Credit Suisse sent tremours through the financial industry two weeks ago after it chose not to renew a £3.3bn contract with the supply-chain financier, Greensill Capital. Credit Suisse, Greensill Capitals largest insurer, then froze a fund linked to the firm worth £7.7bn.

Greensill Capital subsequently imploded, filing for administration yesterday. In its wake, Greensill Capital has left companies from the UK to Australia in severe financial distress.


Susannah Streeter, senior investment and markets analyst at Hargreaves Lansdown, details the effects.

The collapse of Greensill Capital is sending ripples of panic through financial and industrial circles who were dependent on its supply chain funding and investment opportunities it provided.
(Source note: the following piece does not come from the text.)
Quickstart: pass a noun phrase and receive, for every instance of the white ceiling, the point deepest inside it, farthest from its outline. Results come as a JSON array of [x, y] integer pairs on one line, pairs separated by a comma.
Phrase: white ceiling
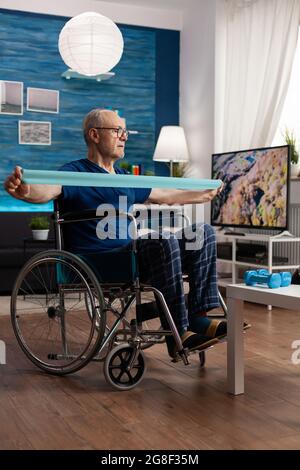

For companies reliant on its factoring service, the great scramble has begun to find other ways of covering the looming cavern in their finances. Those investors who had bought the debt sold on the market are now staring at potentially big losses.

The writing was on the wall for Greensill Capital after its lost its credit insurance for the $4 billion short term debt it had taken on for its array of customers around the world, from Australian construction and telecoms companies to the international steel business GFG Alliance, which owns the Liberty Steel group.  GFG says it will find new channels of finance but it’s by no means a certainty, putting thousands of jobs at risk in its sprawling steel empire.

Greensill had put a shadow banking spin on the traditional business practice of factoring, where suppliers sell at a discount debts their customers owe to them to a third party who collects the full amount when its due.

Greensill chopped up and repackaged that debt and sold it on the financial markets at a huge scale. But there was a flaw at the heart of the global operation. Greensill was hugely reliant on insurer providing cover for that debt, and its withdrawal set in motion the slow financial train wreck of the past week.

The crisis is like a microcosm of the securitised mortgage debt house of cards which triggered the financial crisis in 2008. Now questions will be asked about why Greensill’s business partners stayed so reliant on the firm even after a number of warning lights began flashing. The number of clients defaulting on their debts began piling up last May, as it emerged it had provided funding for collapsed firms Brighthouse and  NMC Health, which was the centre of an accounting scandal. It also emerged Sanjeev Gupta, owner of GFG alliance, which was Greensill’s largest client, had also been a shareholder in Greensill.

Softbank’s role in particular is likely to come under scrutiny. Its backing of Greensill is yet another high profile investment, made by the Japanese conglomerate which has which has turned sour. Its Vision fund had already ploughed billions of dollars into a series of disappointing start-ups, not least We Work which was forced to cancel its IPO.